Hayao Miyazaki Coming Out Of Retirement Again

2016's been a rough year, so here's a bit of good news to brighten your day. Hayao Miyazaki, the legendary Japanese animator and filmmaker, has decided to come out of retirement for one last feature film. Specifically, he's got plans to turn a CG-animated short he's been working on, Boro the Caterpillar, into a full-length feature.

Miyazaki dropped the big news during a Japanese TV special titled, funnily enough, The Man Who Is Not Done: Hayao Miyazaki (via Anime News Network). In it, he revealed he was dissatisfied with Boro the Caterpillar, a twelve-minute short for the Ghibli Museum. So he's presented a project proposal for a feature-length film, which Miyazaki hopes to complete before the 2020 Olympics in Toyko. As for the Boro the Caterpillar short, it's still on — it'll be finished in about a year and will screen exclusively at the Ghibli Museum in Tokyo.

While the longer version of Boro the Caterpillar has not officially been greenlit, it's hard to imagine Miyazaki getting turned down. Miyazaki, who has already begun work on animation for the project, noted that he will be around 80 years old when the Boro the Caterpillar movie is finished. The filmmaker has been planning the story of Boro the Caterpillar for about 20 years and although specific details are still scarce, he describes it as "a story of a tiny, hairy caterpillar, so tiny that it may be easily squished between your fingers."

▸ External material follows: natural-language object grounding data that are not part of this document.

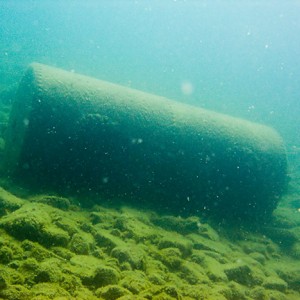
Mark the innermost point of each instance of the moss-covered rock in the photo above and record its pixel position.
(104, 275)
(180, 225)
(106, 240)
(275, 283)
(240, 273)
(16, 292)
(135, 281)
(54, 201)
(176, 241)
(49, 291)
(82, 243)
(33, 222)
(112, 292)
(132, 254)
(9, 202)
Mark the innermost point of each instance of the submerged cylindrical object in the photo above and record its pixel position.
(69, 132)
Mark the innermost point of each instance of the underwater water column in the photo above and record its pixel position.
(75, 134)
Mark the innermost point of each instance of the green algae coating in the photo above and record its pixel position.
(112, 259)
(72, 133)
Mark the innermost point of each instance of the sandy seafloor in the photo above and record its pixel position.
(52, 248)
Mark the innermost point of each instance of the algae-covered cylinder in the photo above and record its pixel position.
(74, 134)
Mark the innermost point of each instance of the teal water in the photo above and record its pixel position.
(237, 57)
(240, 58)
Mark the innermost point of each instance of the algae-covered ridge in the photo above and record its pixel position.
(51, 248)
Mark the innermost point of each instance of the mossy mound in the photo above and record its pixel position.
(53, 251)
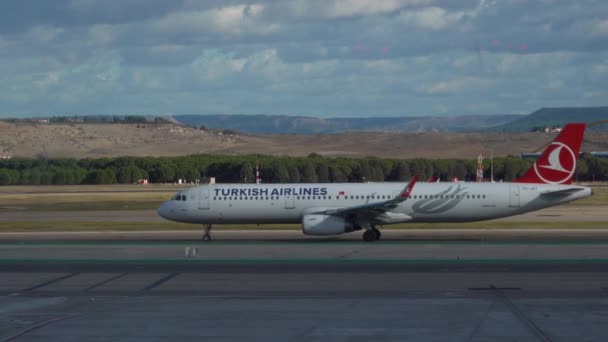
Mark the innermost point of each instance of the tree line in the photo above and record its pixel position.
(273, 169)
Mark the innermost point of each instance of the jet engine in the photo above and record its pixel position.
(318, 224)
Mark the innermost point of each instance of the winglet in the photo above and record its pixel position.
(408, 189)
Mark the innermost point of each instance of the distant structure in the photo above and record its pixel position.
(534, 155)
(479, 177)
(258, 180)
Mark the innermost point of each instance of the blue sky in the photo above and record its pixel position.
(304, 57)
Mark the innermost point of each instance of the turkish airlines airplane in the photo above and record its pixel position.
(329, 209)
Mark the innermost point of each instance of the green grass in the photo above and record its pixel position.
(20, 226)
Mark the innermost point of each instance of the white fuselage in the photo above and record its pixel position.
(429, 202)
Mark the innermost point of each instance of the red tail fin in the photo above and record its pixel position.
(557, 163)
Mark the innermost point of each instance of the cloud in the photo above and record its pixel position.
(316, 57)
(230, 21)
(457, 86)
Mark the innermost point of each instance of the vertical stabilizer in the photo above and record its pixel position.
(557, 163)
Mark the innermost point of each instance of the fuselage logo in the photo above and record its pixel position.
(557, 164)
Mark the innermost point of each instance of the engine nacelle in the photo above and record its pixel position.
(318, 224)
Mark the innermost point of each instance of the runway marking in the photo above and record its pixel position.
(245, 243)
(249, 261)
(49, 282)
(159, 282)
(493, 288)
(535, 329)
(37, 326)
(105, 281)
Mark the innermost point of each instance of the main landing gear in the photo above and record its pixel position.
(207, 234)
(372, 234)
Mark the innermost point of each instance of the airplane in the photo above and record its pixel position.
(337, 208)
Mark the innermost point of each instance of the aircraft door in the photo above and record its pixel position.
(203, 202)
(290, 202)
(514, 200)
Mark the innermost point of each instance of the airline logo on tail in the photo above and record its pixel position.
(558, 165)
(558, 162)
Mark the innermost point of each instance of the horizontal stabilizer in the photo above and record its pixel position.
(560, 193)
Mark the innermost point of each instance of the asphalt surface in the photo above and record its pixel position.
(280, 286)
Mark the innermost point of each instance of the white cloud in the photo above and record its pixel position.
(430, 18)
(230, 20)
(346, 8)
(456, 86)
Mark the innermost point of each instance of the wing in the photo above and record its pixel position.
(371, 210)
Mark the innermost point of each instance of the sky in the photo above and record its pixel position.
(325, 58)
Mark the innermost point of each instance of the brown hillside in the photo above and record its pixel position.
(108, 140)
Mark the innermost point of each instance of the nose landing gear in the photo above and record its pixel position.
(207, 234)
(372, 234)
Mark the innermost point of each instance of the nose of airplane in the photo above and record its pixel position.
(163, 211)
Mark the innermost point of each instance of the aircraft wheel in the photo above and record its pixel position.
(369, 236)
(377, 233)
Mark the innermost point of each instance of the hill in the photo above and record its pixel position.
(112, 140)
(551, 117)
(281, 124)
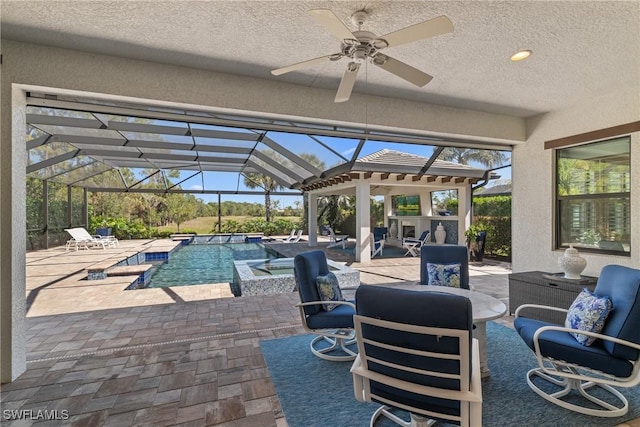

Miyazaki officially confirmed his retirement from feature filmmaking in 2013, just as his last film The Wind Rises made its premiere at the Venice Film Festival. But even at the time, longtime fans noted that Miyazaki had made retirement announcements several times before, only to return for more. By some counts, this was roughly his fifth "retirement." And he's kept himself busy with other projects in the meantime, like that aforementioned Boro the Caterpillar short and an as-yet-unreleased samurai manga.